Bien que de nombreuses espèces clostridiennes produisent des toxines, l’AT est, jusqu’à présent, unique parmi les clostridies. On pensait que l’AT présentait des similitudes avec les toxines de C. chauvei et de C. histolyicum ; cependant, aucun de ces organismes ne produit de toxines qui présentent une réaction croisée avec les anticorps dirigés contre l’AT (Ballard et al., 1992). L’AT est une toxine porogène qui forme des complexes homo-oligomériques sur les membranes cellulaires, composés de cinq à sept monomères. Cela lui confère une action similaire à celle de plusieurs toxines bactériennes non clostridiennes, notamment l’hémolysine alpha de Staphylococcus aureus (Gouaux et al., 1997), la cytotoxine de Pseudomonas aeruginosa (Xiong et al, 1994), le composant antigène protecteur de la toxine du charbon (Benson et al., 1998), l’entérolobine de l’arbre brésilien Enterolobium contortisiliquum (Fontes et al., 1997) et l’aérolysine d’Aeromonas hydrophila (Howard et Buckley, 1985). La structure primaire de l’AT (Imagawa et al., 1994 ; Ballard et al., 1995) a montré une similarité de séquence frappante avec l’aérolysine (72% de similarité, 27% d’identité) (Ballard et al., 1995).

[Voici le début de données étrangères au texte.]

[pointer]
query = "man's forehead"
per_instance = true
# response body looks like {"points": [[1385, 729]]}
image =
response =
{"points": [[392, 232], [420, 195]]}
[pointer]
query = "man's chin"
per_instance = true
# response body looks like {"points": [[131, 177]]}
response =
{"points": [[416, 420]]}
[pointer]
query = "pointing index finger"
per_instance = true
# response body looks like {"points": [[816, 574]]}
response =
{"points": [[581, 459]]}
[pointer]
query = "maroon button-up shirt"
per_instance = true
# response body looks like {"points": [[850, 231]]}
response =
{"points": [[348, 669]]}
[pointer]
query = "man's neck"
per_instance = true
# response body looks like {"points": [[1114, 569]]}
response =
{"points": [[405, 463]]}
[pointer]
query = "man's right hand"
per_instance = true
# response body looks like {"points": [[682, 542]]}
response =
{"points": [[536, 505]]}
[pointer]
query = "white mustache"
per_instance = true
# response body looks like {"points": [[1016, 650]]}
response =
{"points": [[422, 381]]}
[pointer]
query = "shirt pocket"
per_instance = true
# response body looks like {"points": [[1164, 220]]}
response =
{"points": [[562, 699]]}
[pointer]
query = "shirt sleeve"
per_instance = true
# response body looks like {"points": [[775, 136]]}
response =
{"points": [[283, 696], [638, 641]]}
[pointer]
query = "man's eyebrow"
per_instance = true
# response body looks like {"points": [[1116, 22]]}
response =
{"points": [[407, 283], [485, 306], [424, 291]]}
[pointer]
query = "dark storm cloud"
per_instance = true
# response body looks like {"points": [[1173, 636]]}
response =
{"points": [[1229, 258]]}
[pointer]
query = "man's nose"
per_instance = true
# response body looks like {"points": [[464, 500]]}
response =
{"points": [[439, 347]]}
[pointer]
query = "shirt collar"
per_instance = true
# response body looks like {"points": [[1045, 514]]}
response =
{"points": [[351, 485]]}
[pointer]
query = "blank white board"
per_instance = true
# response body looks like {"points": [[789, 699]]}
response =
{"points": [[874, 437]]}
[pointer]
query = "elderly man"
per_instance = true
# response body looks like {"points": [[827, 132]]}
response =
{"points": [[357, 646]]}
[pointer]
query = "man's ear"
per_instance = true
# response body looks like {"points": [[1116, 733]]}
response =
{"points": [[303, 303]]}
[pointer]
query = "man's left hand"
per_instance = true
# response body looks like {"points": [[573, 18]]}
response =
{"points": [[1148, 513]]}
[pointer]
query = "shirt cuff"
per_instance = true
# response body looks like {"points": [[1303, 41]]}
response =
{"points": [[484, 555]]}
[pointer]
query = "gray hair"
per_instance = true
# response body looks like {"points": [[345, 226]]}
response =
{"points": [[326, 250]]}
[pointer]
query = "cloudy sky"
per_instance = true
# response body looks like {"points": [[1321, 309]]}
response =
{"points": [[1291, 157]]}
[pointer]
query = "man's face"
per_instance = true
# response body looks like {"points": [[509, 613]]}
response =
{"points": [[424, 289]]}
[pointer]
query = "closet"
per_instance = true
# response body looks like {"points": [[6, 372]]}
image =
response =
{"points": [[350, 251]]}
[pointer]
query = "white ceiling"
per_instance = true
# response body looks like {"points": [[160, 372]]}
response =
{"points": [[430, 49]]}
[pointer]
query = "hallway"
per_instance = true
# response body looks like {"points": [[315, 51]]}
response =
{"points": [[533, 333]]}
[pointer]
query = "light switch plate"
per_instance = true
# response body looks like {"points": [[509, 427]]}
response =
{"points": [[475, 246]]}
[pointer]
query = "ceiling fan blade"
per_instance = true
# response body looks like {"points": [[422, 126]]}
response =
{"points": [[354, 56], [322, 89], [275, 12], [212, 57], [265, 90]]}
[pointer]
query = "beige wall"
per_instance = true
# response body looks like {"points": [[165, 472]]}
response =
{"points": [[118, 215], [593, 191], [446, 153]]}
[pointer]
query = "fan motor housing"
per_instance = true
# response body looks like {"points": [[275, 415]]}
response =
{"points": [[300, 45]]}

Sur la base de la similarité de sa structure primaire et de sa caractéristique fonctionnelle avec celle de l’aérolysine, l’AT appartient maintenant à la classe petite et inhabituelle des toxines cytolytiques de type aérolysine. La famille des toxines cytolytiques de type aérolysine est nouvelle parmi toutes les familles de toxines formant des pores, car elle contient des membres provenant d’une bactérie à Gram positif (AT de C. septicum), d’une bactérie à Gram négatif (aérolysine d’Aeromonas hydrophila) et d’un organisme eucaryote (entérolobine des graines de l’arbre brésilien contortisiliquum). En outre, la résolution récente de la structure cristalline de la toxine epsilon de C. perfringens suggère qu’il s’agit du membre le plus récent de cette famille de toxines (Cole et al., 2004 ; chapitre 35, ce volume). À ce jour, cette famille de toxines est la famille de toxines porogènes la plus diversifiée sur le plan phylogénétique. Les membres de cette famille présentent un degré élevé de similitude de séquence avec l’aérolysine (27 % avec AT, 36 % avec l’entérolobine) ; cependant, il n’y a pas d’homologie de séquence significative entre AT et l’entérolobine ou la toxine epsilon. Les similitudes de structure et de fonction entre AT et aérolysine ont fourni une ressource importante pour l’étude de la structure et du mécanisme de cette famille de toxines.